The most important return is, without a doubt, decreasing gender inequalities. Investing in the expansion and quality of social care services sectors helps reduce women’s unpaid work time. Yet feminist economics studies in the last decade also underline other returns, such as poverty reduction, jobs and income generation – not only in the care sector but also in other related sectors. Given its labour intensity, the care services sector has one of the highest employment multipliers, meaning each dollar spent on the sector creates a higher number of jobs than in other sectors, such as for example, physical infrastructure and construction. Furthermore, job creation through social care spending favours women’s employment, as these are female-intensive sectors.
What is the ‘5 R’ approach to care?
The so-called 5R framework was adopted initially as 3R at the UN Commission on the Status of Women in 2014, referring to the need to Recognize, Reduce and Redistribute unpaid work. It was expanded in time to include two elements of the International Labour Organization (ILO)’s decent work agenda: Reward and ensure Representation of care workers. The 5R framework is useful for shaping policy or programme interventions in the care economy, by:
- Recognizing that unpaid work and care work is an important area for policy intervention
- Reducing arduous care work, such as investing in physical infrastructure to reduce the unpaid work time of women, including less-developed settings and rural areas
- Redistributing unpaid care work in the private sphere of household production (unpaid care work) to the public (market) sphere of services (paid care work), as well as between women and men, equally
- Rewarding and ensuring the Representation of care workers who are for the most part underpaid (if not unpaid altogether) and with little say in decision-making.
You developed the policy tool ‘A guide to public investments in the care economy’ under the UN Women-ILO global joint programme ‘Promoting Decent Employment for Women through Inclusive Growth Policies and Investments in Care’. What are your observations about its application to Türkiye’s context?
This policy tool was inspired in part by applied research we undertook in Türkiye in 2014–2015 through a collaboration between the Istanbul Technical University and the Levy Economics Institute in New York. This study, which was supported by UNDP, UN Women and the ILO, focused on the job-generation and poverty-reduction potential of investments in preschool and early childcare and education (ECE) services. The study says that prioritizing lower-income households, such a social investment strategy has the potential to reduce the (income) poverty rate in Türkiye by as much as 2.5 percentage points. Eventually, the policy tool ‘A guide to public investments in the care economy’ showed that closing care services coverage gaps in ECE, primary and secondary education, health care and long-term care in Türkiye requires an expenditure of approximately 3.5 per cent of GDP. This has the potential to create as many as 2.8 million jobs.

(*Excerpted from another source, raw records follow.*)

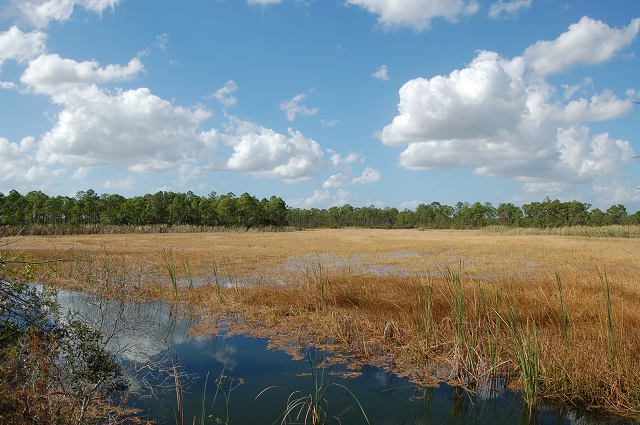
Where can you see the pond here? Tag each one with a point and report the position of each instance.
(240, 380)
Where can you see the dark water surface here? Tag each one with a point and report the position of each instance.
(241, 368)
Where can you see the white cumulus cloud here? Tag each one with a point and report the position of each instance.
(416, 14)
(263, 152)
(588, 42)
(293, 107)
(382, 73)
(498, 117)
(39, 13)
(20, 46)
(224, 95)
(51, 74)
(133, 128)
(505, 9)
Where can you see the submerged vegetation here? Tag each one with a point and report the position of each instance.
(552, 316)
(89, 212)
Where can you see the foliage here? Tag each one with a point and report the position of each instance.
(54, 369)
(173, 209)
(311, 408)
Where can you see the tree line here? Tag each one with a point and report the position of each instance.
(229, 210)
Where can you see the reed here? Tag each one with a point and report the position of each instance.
(524, 342)
(171, 269)
(579, 347)
(610, 328)
(312, 408)
(563, 312)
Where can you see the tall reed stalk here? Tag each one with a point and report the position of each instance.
(423, 315)
(171, 268)
(316, 276)
(456, 297)
(524, 341)
(610, 329)
(189, 273)
(563, 312)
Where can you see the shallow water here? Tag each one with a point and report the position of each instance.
(241, 368)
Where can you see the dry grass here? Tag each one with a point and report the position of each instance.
(460, 305)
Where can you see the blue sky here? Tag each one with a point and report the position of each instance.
(323, 102)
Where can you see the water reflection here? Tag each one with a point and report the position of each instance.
(222, 376)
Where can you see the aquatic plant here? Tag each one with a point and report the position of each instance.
(311, 408)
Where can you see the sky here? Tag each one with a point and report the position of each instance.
(390, 103)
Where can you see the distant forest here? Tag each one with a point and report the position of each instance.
(171, 208)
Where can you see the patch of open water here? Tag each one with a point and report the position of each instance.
(239, 368)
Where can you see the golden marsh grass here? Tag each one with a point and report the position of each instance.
(557, 315)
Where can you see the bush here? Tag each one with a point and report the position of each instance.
(54, 369)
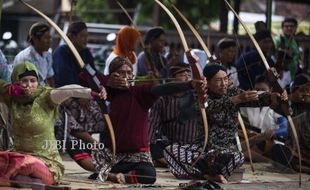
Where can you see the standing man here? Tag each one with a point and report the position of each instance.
(37, 53)
(83, 116)
(250, 65)
(169, 120)
(226, 52)
(64, 63)
(155, 41)
(4, 68)
(287, 43)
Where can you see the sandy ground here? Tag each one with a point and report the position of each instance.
(264, 177)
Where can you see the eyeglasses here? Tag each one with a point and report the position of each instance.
(289, 26)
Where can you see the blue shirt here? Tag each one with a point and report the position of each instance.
(66, 67)
(249, 66)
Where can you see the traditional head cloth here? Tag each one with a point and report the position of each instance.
(178, 68)
(76, 27)
(153, 33)
(259, 36)
(37, 30)
(23, 69)
(211, 69)
(289, 19)
(300, 79)
(284, 54)
(125, 43)
(226, 43)
(117, 62)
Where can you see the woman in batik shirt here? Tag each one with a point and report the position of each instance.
(221, 156)
(33, 108)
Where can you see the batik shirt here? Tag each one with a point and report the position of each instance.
(42, 62)
(222, 116)
(167, 119)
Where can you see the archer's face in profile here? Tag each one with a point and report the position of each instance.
(227, 55)
(289, 28)
(158, 44)
(125, 72)
(218, 84)
(184, 76)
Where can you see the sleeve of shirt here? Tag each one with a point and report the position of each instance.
(142, 68)
(242, 74)
(155, 120)
(282, 131)
(4, 72)
(50, 70)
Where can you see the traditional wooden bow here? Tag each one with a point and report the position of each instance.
(197, 75)
(276, 86)
(149, 61)
(214, 60)
(88, 68)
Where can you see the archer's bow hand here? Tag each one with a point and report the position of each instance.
(101, 95)
(245, 96)
(116, 81)
(277, 98)
(201, 86)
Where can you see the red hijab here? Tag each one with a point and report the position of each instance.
(125, 43)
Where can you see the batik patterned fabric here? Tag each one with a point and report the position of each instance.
(4, 68)
(167, 119)
(87, 118)
(104, 163)
(301, 118)
(22, 164)
(214, 162)
(223, 118)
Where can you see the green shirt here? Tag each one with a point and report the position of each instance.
(32, 123)
(293, 45)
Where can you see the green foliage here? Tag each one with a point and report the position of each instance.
(199, 12)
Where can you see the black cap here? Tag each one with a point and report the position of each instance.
(211, 69)
(76, 27)
(37, 30)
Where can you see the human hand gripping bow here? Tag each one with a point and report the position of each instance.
(91, 73)
(275, 86)
(197, 75)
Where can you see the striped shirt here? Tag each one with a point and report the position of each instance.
(167, 119)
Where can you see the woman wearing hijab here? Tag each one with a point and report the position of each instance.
(33, 108)
(126, 40)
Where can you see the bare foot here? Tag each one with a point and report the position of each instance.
(117, 178)
(217, 178)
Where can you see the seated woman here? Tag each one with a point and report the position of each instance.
(221, 157)
(35, 158)
(300, 98)
(129, 105)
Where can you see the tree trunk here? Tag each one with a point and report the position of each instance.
(223, 17)
(237, 9)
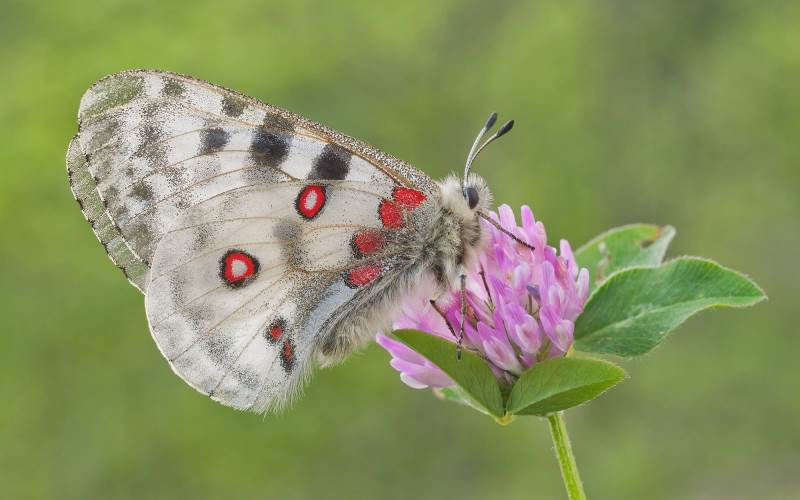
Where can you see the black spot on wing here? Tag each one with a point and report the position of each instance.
(332, 163)
(213, 140)
(232, 106)
(269, 148)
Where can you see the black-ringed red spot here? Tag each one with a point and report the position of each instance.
(407, 197)
(276, 330)
(367, 241)
(390, 214)
(287, 355)
(237, 268)
(362, 275)
(310, 201)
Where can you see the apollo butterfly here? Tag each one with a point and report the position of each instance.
(265, 243)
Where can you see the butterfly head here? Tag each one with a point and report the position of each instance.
(471, 196)
(466, 198)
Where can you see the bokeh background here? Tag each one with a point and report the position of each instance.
(683, 111)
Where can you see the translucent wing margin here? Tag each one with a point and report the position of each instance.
(84, 189)
(153, 144)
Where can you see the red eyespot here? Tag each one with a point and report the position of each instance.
(407, 197)
(367, 241)
(362, 275)
(390, 214)
(237, 267)
(310, 201)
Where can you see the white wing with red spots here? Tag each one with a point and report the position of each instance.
(248, 284)
(153, 144)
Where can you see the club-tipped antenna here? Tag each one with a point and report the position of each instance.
(486, 128)
(475, 150)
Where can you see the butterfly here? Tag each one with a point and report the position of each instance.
(266, 244)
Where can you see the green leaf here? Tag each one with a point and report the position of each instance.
(456, 394)
(471, 373)
(622, 247)
(561, 383)
(635, 309)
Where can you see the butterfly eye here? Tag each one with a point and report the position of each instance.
(472, 197)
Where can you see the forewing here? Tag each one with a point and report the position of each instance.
(152, 145)
(246, 283)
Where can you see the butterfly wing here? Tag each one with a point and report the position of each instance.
(245, 287)
(265, 231)
(152, 144)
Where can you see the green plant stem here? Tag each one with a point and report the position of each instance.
(569, 469)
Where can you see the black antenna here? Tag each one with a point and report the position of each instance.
(474, 150)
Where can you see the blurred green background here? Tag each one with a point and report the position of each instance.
(684, 112)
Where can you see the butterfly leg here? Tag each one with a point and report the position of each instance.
(463, 314)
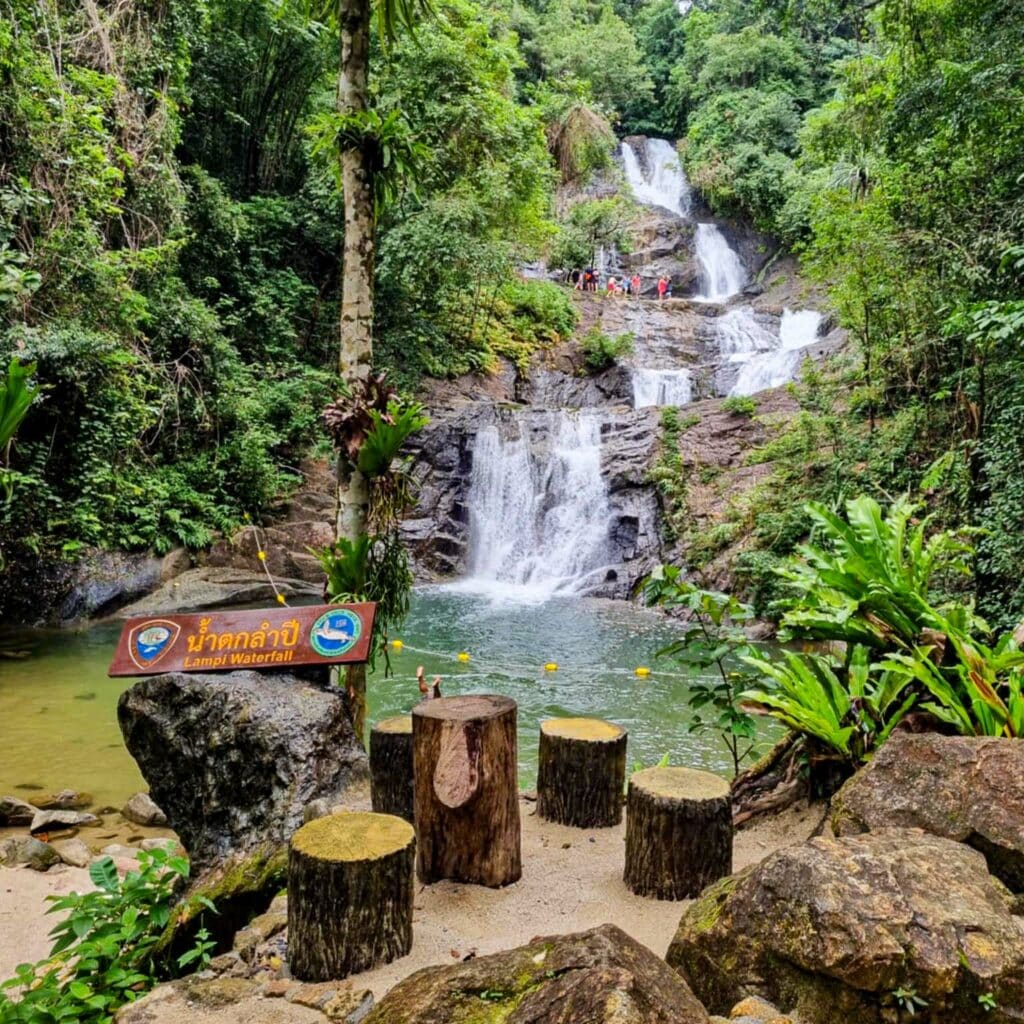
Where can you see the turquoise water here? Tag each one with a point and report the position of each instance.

What is your message to civil society organizations and women’s rights activists working in this field?
We need to expand our thinking about care. The care economy is a crucial area of intervention not only for reducing gender inequalities, but also for facilitating inclusive, sustainable and resilient economies. This is what I call a “purple economy” complementing a green economy.
We need an approach where care is addressed as a public good, through universal care services. But the expansion of quality services by itself is not sufficient. Inevitably, an important part of care work will be undertaken as unpaid (solidarity) work in the household and community. Yet a truly caring society is possible only when the responsibility is shared between women and men, equally. To that end, policies such as labour market regulation for decent jobs and work-life balance also constitute crucial areas of intervention.